Land O’Lakes has a contract to furnish up to 50 percent of the milk needed for the Agropur plant in Hull. 

“We began buying direct from producers last October, which was very exciting,” said Czmowski. “We’re currently buying milk from producers in Minnesota, South Dakota, and Iowa.”

The doubling of the processing capacity at the Agropur facility will obviously require a lot of additional milk. Czmowski estimates that the milk from 40,000 to 50,000 additional cows will be needed to reach this objective.

To help them attain this goal, Agropur has contracted with Roger Martens to work as their Dairy Development Manager.

Martens is currently employed as a dairy nutritionist for Land O’Lakes Purina Feeds. His additional role with Agropur will be to recruit dairy operators who might want to move to the region.

“I was in California during the first part of May and saw a lot of interest from producers who might want to either move to this area or build a satellite dairy here,” said Martens. 

Martens has been working with agricultural officials from the states of Iowa, South Dakota, Minnesota and Nebraska. His focus is to entice dairy operators to build a new dairy in any of those four states, as long as it’s within 100 miles of Hull.

Martens feels that he has already scored his first success.

“It looks like at least one new dairy operation will be moving to this area and breaking ground yet sometime this year,” he said.

Martens is by no means limiting his recruitment activities to the United States; he also hopes to recruit dairy operators from Europe. Indeed, his near-term plans include traveling to Ireland and England to extol the benefits of dairying in the Midwest to dairy farmers in those countries.

“This region is one of the best places in the world to operate a dairy,” said Martens. “We have plentiful feed supplies, abundant water, good markets, a solid infrastructure and lots of wide-open spaces.” 
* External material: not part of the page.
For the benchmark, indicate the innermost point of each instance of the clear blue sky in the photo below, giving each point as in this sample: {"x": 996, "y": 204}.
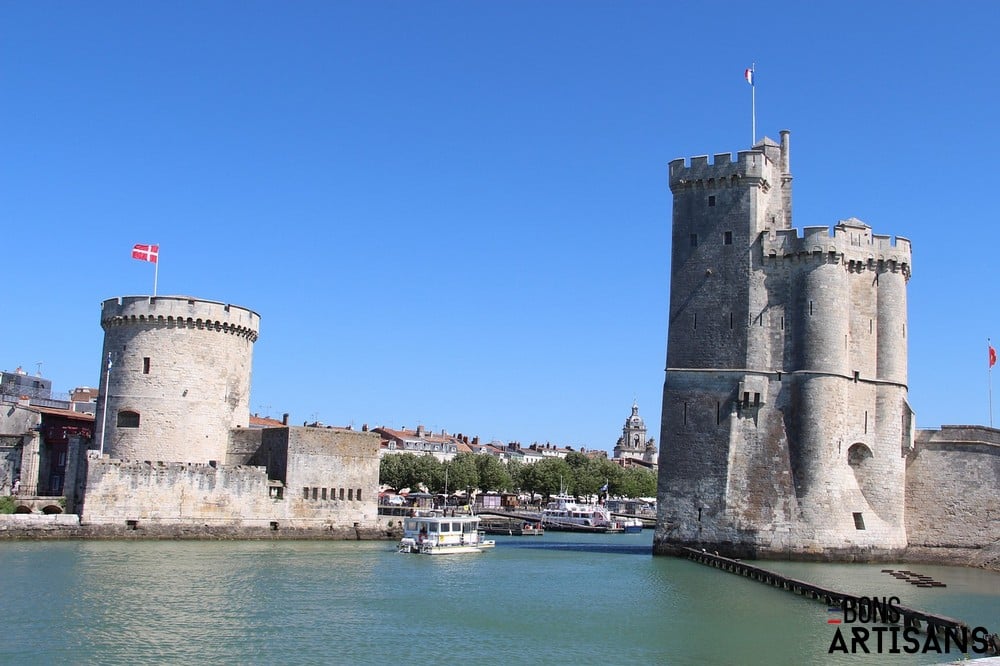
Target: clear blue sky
{"x": 456, "y": 213}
Asked if Agropur’s ambition of 40,000 to 50,000 more cows in the southern I-29 Corridor is attainable, Martens said, “If Agropur can come up with a good milk pricing program, certainly it’s possible to reach that goal over the next two to three years.”

“We have taken the additional step of holding meetings between Agropur and some of our major dairy lenders,” said Martens. “The success of these large new dairy operations greatly depends on their lenders. The more lenders understand what’s going on in the dairy business, the better.”

“We’ve been working with building contractors and financial institutions to help dairy operators obtain financing and develop successful business models,” said Czmowski. “But we aren’t just looking for new operators to move to this area; we also hope that some of our current dairy farmers will expand to help fulfill our future milk needs.” 

Czmowski feels that Agropur’s planned expansion will strengthen the region’s dairy industry and its overall economy.

“People in this area understand the benefits of animal agriculture,” he said. “Increasing the number of dairy cows in the southern I-29 Corridor will not only yield big returns for the ag sector, but will also benefit large numbers of people throughout the region.”